Le verdict n'est pas entièrement rassurant pour la BCE. Si les juges de Karlsruhe confirment la validité des programmes d'achats, ils y ajoutent toutefois une nuance importante. « En bref, la Cour constitutionnelle allemande constate qu'il n'y a pas eu de violation de l'interdiction du financement direct des gouvernements par la BCE, mais que les décisions de la banque centrale auraient dû être remises en cause par le gouvernement et le parlement », explique Carsten Brzeski chez ING.

Proportionnalité

Les juges constitutionnels reprochent à la BCE de ne pas voir suffisamment justifié que la décision de se livrer à des achats d'actifs était proportionnée à l'exercice du mandat de la BCE : assurer la stabilité des prix en zone euro. C'est-à-dire maintenir, à moyen terme, d'un taux d'inflation proche mais en dessous de 2 %. Ils s'opposent donc à la décision de la Cour de justice de l'Union européenne. Saisie par la Cour de Karlsruhe en 2017 dans le cadre d'une question préjudicielle sur cette affaire, elle avait validé l'action de la BCE .

Plus préoccupant encore, les juges allemands lancent un ultimatum à la BCE. « Si le Conseil des gouverneurs n'adopte pas une nouvelle décision démontrant de façon substantielle et compréhensible que les objectifs de politiques monétaires poursuivis par le PSPP ne sont pas disproportionnés par rapport aux effets économiques et budgétaires qui en découlent, la Bundesbank ne pourra plus participer à la mise en place et à l'exécution du programme », écrit la cour dans son jugement. Autrement dit, elle cesserait ses achats d'actifs. En outre, la banque centrale allemande pourrait appliquer cette règle aux titres qu'elle détient déjà en portefeuille.

Risques pour la zone euro

Une décision lourde d'effets. « Certes, tempère Eric Dor, directeur des études économiques à l'IESEG School of Management, l'Allemagne n'a pas vraiment besoin des achats de la Bundesbank pour pouvoir trouver des investisseurs pour ses obligations. De ce point de vue, si la Bundesbank s'abstenait d'acheter des obligations allemandes, mais que les autres banques centrales nationales de la zone euro continuaient à acquérir des obligations émises par leurs propres pays, une crise des dettes souveraines continuerait à être évitée. »

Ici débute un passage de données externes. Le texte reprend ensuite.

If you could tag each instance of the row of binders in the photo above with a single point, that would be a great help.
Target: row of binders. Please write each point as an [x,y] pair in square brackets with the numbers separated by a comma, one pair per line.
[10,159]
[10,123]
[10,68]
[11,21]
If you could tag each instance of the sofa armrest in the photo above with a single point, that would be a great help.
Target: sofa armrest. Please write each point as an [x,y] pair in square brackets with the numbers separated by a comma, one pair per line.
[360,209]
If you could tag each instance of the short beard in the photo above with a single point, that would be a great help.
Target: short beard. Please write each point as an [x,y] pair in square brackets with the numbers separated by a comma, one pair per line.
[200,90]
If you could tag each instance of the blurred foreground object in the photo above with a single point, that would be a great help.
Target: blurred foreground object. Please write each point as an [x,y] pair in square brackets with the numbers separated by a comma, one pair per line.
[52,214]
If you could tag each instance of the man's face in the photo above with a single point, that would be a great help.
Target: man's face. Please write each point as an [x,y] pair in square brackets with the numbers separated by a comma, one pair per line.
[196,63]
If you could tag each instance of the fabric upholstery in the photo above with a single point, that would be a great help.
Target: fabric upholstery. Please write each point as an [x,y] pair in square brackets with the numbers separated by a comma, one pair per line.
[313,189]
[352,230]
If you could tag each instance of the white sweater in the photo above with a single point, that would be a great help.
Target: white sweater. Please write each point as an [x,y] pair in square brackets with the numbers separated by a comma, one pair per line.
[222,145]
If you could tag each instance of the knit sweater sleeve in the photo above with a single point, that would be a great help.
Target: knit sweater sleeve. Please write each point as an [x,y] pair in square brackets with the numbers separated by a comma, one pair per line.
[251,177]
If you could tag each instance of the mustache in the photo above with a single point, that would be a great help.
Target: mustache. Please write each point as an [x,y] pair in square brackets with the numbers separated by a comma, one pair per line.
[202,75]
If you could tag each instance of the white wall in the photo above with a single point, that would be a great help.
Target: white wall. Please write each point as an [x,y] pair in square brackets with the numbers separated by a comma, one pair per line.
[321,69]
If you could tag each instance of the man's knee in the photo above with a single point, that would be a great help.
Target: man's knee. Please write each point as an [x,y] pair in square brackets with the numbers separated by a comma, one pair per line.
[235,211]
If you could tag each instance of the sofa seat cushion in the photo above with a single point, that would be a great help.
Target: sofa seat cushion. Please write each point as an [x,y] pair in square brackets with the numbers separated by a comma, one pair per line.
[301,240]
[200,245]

Mais un PSPP qui limiterait les achats aux obligations d'autres pays que l'Allemagne poserait des problèmes du point de vue des critères de légalité évoqués par la Cour de Justice européenne en 2018. Celle-ci a notamment justifié la légalité du PSPP par le fait que les achats étaient répartis en fonction de la participation de chaque Etat au capital de la BCE et n'étaient de ce fait pas sélectifs. « Si les achats du PSPP deviennent sélectifs, car les obligations allemandes sont inéligibles, cela poserait un problème de légalité », estime Eric Dor.

Surtout un arrêt des achats de la Bundesbank serait un signal extrêmement négatif sur la solidité de la zone euro. Et pourrait faire courir un risque au plan d'urgence pandémie de 750 milliards d'euros décidé par la Banque centrale européenne. La menace est prise au sérieux par les marchés. Le taux italien a 10 ans a bondi de 7 points de base après la publication de la décision, pour atteindre 1, 83 %.